CCAT2, a novel non-coding RNA mapping to 8q24, underlies metastatic progression and chromosomal instability in colon cancer

Hui Ling; Riccardo Spizzo; Yaser Atlasi; Milena Nicoloso; Masayoshi Shimizu; Roxana Redis; Naohiro Nishida; Roberta Gafà; Jian Song; Zhiyi Guo; Cristina Ivan; Elisa Barbarotto; Ingrid De Vries; Xinna Zhang; Manuela Ferracin; Mike Churchman; Janneke van Galen; Berna Beverloo; Maryam Shariati; Franziska Haderk; Marcos R Estecio; Guillermo Garcia-Manero; Gijs Patijn; David Gotley; Vikas Bhardwaj; Shureiqi Imad; Subrata Sen; Asha Multani; James Welsh; Ken Yamamoto; Itsuki Taniguchi; Min-Ae Song; Steven Gallinger; Graham Casey; Stephen Thibodeau; Loic Le Marchand; Maarit Tiirikainen; Sendurai Mani; Wei Zhang; Ramana Davuluri; Koshi Mimori; Masaki Mori; Anieta Sieuwerts; John Martens; Ian Tomlinson; Ioana Neagoe; Massimo Negrini; John Foekens; Stanley Hamilton; Giovanni Lanza; Scott Kopetz; Riccardo Fodde; George Calin

doi:10.1101/gr.152942.112

CCAT2, a novel non-coding RNA mapping to 8q24, underlies metastatic progression and chromosomal instability in colon cancer

¹ The University of Texas MD Anderson Cancer Center;
² Josephine Nefkens Institute, Erasmus Medical Center;
³ University of Ferrara;
⁴ Welcome Trust Centre for Human Genetics,University of Oxford;
⁵ Princess Alexandra Hospital;
⁶ Kyushu University;
⁷ University of Hawaii Cancer Center;
⁸ Samuel Lunenfeld Research Institute, Mount Sinai Hospital, Ontario Canada;
⁹ Keck School of Medicine, University of Southern California;
¹⁰ Mayo Clinic;
¹¹ The Wistar Institute;
¹² Kyushu University Beppu Hospital;
¹³ Osaka University;
¹⁴ Erasmus University Medical Center;
¹⁵ Welcome Trust Centre for Human Genetics, University of Oxford;
¹⁶ University of Medicine and Pharmacy 'I. Hatieganu'

↵* Corresponding author; email: gcalin{at}mdanderson.org

Abstract

The functional roles of SNPs within the 8q24 gene desert in the cancer phenotype are not yet well understood.

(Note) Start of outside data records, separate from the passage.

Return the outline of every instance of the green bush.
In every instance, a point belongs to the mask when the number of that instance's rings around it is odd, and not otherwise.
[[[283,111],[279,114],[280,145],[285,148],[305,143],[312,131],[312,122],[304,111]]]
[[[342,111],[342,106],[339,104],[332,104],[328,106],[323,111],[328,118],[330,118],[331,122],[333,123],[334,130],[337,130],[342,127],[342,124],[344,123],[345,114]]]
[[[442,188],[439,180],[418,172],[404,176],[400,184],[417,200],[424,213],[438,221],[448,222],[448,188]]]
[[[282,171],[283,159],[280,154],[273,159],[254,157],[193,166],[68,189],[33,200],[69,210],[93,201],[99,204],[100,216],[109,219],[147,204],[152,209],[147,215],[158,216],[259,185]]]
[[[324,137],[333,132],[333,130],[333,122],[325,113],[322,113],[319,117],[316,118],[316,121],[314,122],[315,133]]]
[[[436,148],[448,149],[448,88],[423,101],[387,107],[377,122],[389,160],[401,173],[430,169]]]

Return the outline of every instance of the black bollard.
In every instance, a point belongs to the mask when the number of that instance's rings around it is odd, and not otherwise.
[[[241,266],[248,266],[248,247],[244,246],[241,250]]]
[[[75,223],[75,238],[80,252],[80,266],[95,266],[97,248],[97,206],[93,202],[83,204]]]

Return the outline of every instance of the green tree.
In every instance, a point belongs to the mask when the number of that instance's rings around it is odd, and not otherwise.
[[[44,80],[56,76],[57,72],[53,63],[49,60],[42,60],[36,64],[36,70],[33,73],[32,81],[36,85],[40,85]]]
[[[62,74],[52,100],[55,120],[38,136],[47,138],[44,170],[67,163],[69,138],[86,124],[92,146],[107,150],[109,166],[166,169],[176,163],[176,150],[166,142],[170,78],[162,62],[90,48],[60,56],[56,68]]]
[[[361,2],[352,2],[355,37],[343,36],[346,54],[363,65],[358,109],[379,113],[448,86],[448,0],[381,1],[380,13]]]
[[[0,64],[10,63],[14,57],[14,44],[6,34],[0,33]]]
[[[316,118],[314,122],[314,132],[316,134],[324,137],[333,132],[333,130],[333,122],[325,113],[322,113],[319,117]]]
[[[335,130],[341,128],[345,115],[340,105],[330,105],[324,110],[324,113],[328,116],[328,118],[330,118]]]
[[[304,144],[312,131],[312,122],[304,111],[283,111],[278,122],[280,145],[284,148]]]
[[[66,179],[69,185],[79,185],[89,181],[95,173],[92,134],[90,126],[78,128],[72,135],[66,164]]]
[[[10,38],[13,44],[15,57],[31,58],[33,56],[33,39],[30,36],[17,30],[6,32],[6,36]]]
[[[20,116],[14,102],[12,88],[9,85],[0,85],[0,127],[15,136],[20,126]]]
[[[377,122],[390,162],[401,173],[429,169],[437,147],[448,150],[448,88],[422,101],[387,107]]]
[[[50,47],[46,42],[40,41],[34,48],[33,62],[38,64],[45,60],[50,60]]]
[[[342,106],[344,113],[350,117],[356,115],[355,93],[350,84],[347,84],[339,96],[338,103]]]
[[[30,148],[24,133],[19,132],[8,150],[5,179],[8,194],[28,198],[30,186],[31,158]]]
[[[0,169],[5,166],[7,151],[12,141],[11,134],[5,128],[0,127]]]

Here, we report that CCAT2, a novel long non-coding RNA transcript (lncRNA) encompassing the rs6983267 SNP, is highly overexpressed in microsatellite-stable colorectal cancer and promotes tumor growth, metastasis and chromosomal instability. We demonstrate that MYC, miR-17-5p, and miR-20a are up-regulated by CCAT2 through TCF7L2-mediated transcriptional regulation. We further identify the physical interaction between CCAT2 and TCF7L2 resulting in an enhancement of WNT signaling activity. We show that CCAT2 is itself a WNT downstream target, which suggests the existence of a feedback loop. Finally, we demonstrated that the SNP status affects CCAT2 expression and the risk allele G produces more CCAT2 transcript. Our results support a new mechanism of MYC and WNT regulation by the novel lncRNA CCAT2 in colorectal cancer pathogenesis, and provide an alternative explanation on the SNP-conferred cancer risk.

Received December 3, 2012.
Accepted June 17, 2013.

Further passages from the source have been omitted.